Electrochemical performance evaluation of pine sawdust derived carbons by incorporating with Mn, Mn-Fe or Mn-Ni oxides

The hybrid electrode material of transition metal oxide/carbon has good potential for the remarkable performance of supercapacitors. Here pine sawdust derived carbons were prepared with highly dispersed Mn, Mn-Fe or Mn-Ni oxides and hierarchical porous structure by CO2 gasification. Effects of the CO2 gasification conditions (including the gasification temperature, gasification reaction time and the metal loading amount) were investigated on the surface metal species, pore structures and morphology of the hybrid materials. The as-prepared hybrid materials show the total metal content less than 6.5 wt% but display good electrochemical performance, along with the specific capacitance up to 369.5-750.6 F g(-1) at 0.5 A g(-1) in the three-electrode system.
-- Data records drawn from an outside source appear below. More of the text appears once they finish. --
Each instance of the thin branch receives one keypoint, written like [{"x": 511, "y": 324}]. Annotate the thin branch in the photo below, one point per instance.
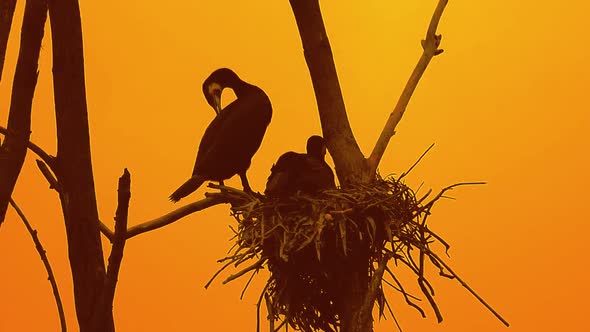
[
  {"x": 53, "y": 183},
  {"x": 254, "y": 266},
  {"x": 174, "y": 215},
  {"x": 14, "y": 146},
  {"x": 43, "y": 255},
  {"x": 374, "y": 287},
  {"x": 347, "y": 156},
  {"x": 466, "y": 286},
  {"x": 48, "y": 159},
  {"x": 106, "y": 231},
  {"x": 430, "y": 49},
  {"x": 6, "y": 15},
  {"x": 124, "y": 195},
  {"x": 416, "y": 163}
]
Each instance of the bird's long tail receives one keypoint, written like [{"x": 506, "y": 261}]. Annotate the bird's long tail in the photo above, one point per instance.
[{"x": 187, "y": 188}]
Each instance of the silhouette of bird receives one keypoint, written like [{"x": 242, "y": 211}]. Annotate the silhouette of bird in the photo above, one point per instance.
[
  {"x": 234, "y": 135},
  {"x": 295, "y": 172}
]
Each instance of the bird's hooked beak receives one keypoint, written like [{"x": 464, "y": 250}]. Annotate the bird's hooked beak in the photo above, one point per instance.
[
  {"x": 215, "y": 93},
  {"x": 217, "y": 100}
]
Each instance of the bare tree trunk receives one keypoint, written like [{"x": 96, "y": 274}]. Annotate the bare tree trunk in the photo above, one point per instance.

Those doped with Mn-Fe or Mn-Ni binary metal composite can be a better candidate than that doped with the unary metal. The assembled asymmetric supercapacitor presents a high energy density of 13.9 Wh kg(-1) at 375.9 W kg(-1) in a potential window of 0-1.5 V. Besides, excellent cycling performance can be achieved with the capacitance retention rate of 92.8% after 5000 charge-discharge cycles at 5 A g(-1). The synergism of the introduced metal oxides and carbon skeleton with the hierarchical porous structure enables the hybrid materials to provide the desirable specific capacitance, outstanding rate capability and cycling performance.

Automated summary

The effects of CO2 gasification conditions on the surface metal species, pore structures and morphology of transition metal oxide/carbon hybrid materials were investigated. The as-prepared hybrid materials show good electrochemical performance, with specific capacitance up to 369.5-750.6 F g(-1) and energy density of 13.9 Wh kg(-1). Excellent cycling performance was also achieved.